NCUA Issues Letter to Credit Unions about NCUA’s Automated Cybersecurity Evaluation Toolbox
In December of 2021, the National Credit Union Administration (NCUA) issued Letter to Credits Union 21-CU-15 about NCUA's supervisory efforts to educate federally-insured credit unions on cybersecurity preparedness and how the recent release of the Automated Cybersecurity Evaluation Toolbox (ACET) application may help federally-insured credit unions self-assess their cybersecurity preparedness. The ACET helps a credit union assess readiness against cyber-attacks by weighing a credit union’s own cybersecurity processes and best practices against industry standards and best practices. The ACET maturity assessment (assessment) within the ACET outlines practices taken from the Federal Financial Institution Examination Council IT Examination handbook, regulatory guidance, and other standards from other institutions such as the National Institute of Standards and Technology Cybersecurity Framework. The letter also underscores the ACET is a self-assessment with no requirement from NCUA to use the ACET or implement the assessment.
The ACET User Guide provides an overview of ACET’s two parts. The first part is the inherent risk profile, which identifies the institution’s risks before controls are implemented. The second part measures a credit union’s cybersecurity maturity “across five maturity levels.” The goal of the ACET is to see how “institutionalized” a credit union’s cybersecurity practices are engrained in the credit union. The letter also provides a brief set of FAQs to federally-insured credit unions about the ACET. The FAQs address the operational components of the ACET maturity assessment.
Once the ACET is installed, the ACET serves as a standalone app that is locally stored. However, there may be minimal software and hardware requirements to use the ACET, which NCUA lists in the ACET User Guide as follows: (1) Pentium dual-core 2.2 GHz processor (Intel x86 compatible); (2) 6 GB free disk space; (3) 4 GB of RAM; (5) Microsoft Windows 10 or higher; (6) Microsoft .NET Framework 4.7 Runtime; (7) SQL Server 2012 Express LocalDB (included in ACET installation); and (8) IIS Express 8 (included in ACET installation). In the event there are questions or issues, the toolbox also provides several resources such as video and a user guide that gives a user a walk through from installation to assessment.

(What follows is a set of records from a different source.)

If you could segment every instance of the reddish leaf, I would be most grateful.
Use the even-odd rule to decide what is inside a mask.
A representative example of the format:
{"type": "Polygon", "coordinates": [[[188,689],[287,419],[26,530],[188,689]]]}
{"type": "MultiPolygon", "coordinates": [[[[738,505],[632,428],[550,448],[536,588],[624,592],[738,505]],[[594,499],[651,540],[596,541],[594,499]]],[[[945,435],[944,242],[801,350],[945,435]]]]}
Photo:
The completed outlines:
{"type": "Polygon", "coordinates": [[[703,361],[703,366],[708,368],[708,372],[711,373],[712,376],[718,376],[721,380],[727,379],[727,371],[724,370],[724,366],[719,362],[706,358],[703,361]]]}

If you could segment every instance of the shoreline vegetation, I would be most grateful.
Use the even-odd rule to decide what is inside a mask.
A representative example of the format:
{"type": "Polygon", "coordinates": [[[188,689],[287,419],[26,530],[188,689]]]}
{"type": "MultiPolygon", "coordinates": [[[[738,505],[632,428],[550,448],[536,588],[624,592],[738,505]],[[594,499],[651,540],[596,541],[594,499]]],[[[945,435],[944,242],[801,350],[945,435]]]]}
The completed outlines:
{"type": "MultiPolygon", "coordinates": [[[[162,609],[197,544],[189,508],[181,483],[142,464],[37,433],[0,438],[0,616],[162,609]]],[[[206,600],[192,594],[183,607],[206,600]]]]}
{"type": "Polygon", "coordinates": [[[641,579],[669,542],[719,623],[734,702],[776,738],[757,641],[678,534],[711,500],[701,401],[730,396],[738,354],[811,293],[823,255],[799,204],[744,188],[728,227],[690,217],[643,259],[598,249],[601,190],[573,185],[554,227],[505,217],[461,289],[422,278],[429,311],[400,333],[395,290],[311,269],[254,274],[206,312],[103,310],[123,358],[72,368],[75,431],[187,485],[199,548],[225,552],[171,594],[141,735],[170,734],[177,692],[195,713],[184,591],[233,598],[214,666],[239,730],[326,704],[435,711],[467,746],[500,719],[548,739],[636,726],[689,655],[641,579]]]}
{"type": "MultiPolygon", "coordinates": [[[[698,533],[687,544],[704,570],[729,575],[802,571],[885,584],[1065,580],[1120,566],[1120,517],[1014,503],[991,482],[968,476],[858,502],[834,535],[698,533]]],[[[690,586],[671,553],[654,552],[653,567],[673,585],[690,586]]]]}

The FAQs also discuss how the ACET maturity assessment interacts with existing information security guidance. NCUA did not implement the ACET maturity assessment to replace a credit union’s existing information security program. While the maturity assessment found in the ACET is separate from a GLBA risk assessment process under appendix A to Part 748 of NCUA’s rules and regulations, the FAQs reaffirm the ACET maturity assessment may be a component of a GLBA risk assessment process. According to the FAQs, credit unions should still use the GLBA risk assessment process “in the development of [their own] information security program.”
A credit union may want to use the ACET to better understand its readiness in light of growing cybersecurity risk and geopolitical events. NCUA recently notified credit unions of a cybersecurity warning issued by the U.S. Department of Homeland Security’s Cybersecurity and Infrastructure Security Agency (CISA). The warning asks credit unions to adopt a “heightened state of awareness and to conduct proactive threat hunting.” Cybersecurity will continue to be on the minds of compliance professionals as cybersecurity is a NCUA supervisory priority entering 2022.